Disconnected ESX Host

Got a call today.


All VM on an ESX host just went grey – all disconnected.

Trouble shooting steps:

  1. Ping ESX host Service Console – All ok

  2. Look in the VI client what is with the server – NOT OK – all machines are greyed out – (hey that is what they said wasn’t it).

  3. SSH into the Service console - All ok

  4. Direct GUI management to the server NOT OK. could not load the inventory

  5. All VM’s on the host were running and responding to ping.

  6. No failover was initiated in the cluster.

  7. On the console – I saw that there were 7 processes of vmware-hostd each using a lot of RAM.

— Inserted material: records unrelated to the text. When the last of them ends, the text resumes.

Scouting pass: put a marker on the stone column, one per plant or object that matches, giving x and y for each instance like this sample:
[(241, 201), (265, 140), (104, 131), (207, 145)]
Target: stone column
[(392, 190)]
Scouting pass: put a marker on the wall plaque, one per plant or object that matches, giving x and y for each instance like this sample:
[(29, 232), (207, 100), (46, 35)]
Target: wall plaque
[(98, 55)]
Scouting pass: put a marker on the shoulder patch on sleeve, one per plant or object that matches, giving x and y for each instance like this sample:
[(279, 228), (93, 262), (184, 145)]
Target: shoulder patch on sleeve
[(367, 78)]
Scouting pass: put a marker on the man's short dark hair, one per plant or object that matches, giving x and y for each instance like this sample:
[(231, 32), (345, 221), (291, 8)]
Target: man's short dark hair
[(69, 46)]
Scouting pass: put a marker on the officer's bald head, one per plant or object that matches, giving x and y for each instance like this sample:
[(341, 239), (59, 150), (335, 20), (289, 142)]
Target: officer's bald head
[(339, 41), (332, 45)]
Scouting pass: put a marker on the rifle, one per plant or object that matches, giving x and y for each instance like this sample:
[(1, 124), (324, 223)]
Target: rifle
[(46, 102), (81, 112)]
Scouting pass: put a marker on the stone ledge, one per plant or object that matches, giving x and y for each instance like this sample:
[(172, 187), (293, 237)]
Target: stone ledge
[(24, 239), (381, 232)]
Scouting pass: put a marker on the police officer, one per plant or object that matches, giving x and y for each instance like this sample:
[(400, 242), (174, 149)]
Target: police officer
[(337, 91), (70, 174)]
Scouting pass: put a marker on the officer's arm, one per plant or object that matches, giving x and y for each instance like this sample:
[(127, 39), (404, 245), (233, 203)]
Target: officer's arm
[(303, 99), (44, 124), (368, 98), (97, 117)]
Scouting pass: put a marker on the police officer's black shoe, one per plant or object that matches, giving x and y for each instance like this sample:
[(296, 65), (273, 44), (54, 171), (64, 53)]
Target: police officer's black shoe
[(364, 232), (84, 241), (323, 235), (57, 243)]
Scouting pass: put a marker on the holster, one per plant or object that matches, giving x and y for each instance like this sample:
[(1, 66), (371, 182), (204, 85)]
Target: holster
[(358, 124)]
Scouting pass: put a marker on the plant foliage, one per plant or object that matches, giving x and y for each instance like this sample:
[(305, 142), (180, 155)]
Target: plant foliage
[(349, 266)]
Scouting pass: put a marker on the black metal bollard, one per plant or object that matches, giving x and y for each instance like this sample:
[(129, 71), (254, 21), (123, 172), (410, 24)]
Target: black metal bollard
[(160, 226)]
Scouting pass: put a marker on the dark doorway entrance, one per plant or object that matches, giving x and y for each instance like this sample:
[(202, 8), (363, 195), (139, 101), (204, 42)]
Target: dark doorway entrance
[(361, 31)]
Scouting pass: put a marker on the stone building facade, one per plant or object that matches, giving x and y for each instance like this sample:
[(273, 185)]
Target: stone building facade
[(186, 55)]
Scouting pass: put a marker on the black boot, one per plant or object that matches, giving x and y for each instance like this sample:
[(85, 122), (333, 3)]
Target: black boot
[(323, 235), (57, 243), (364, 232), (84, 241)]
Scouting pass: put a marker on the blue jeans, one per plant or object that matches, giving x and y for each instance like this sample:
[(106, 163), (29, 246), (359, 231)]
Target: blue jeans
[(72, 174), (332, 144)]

  8. service mgmt-vmware stop – to stop the service. GOT STUCK

  9. Off to this KB  which helped me stop the service and get the host responsive again.

        cd /var/run/vmware  
        ls -l vmware-hostd.PID watchdog-hostd.PID (to get the current PID of the process)  
        cat vmware-hostd.PID (i.e. 1234 is the PID)  
        kill -9 <PID> (kill the process)  
        rm vmware-hostd.PID watchdog-hostd.PID remove the files  
        service mgmt-vmware start (restart the agent)
  10. The host came back online – all VM’s were no longer grey.

Here starts my questions.

  1. Why did this happen?

    I went to start digging into the logs and found that there was a gap in the system logs for about 20 minutes – which is really strange.

  2. It seems this happened after a snapshot removal


  3. I have opened a SR with VMware to get to the bottom of this issue.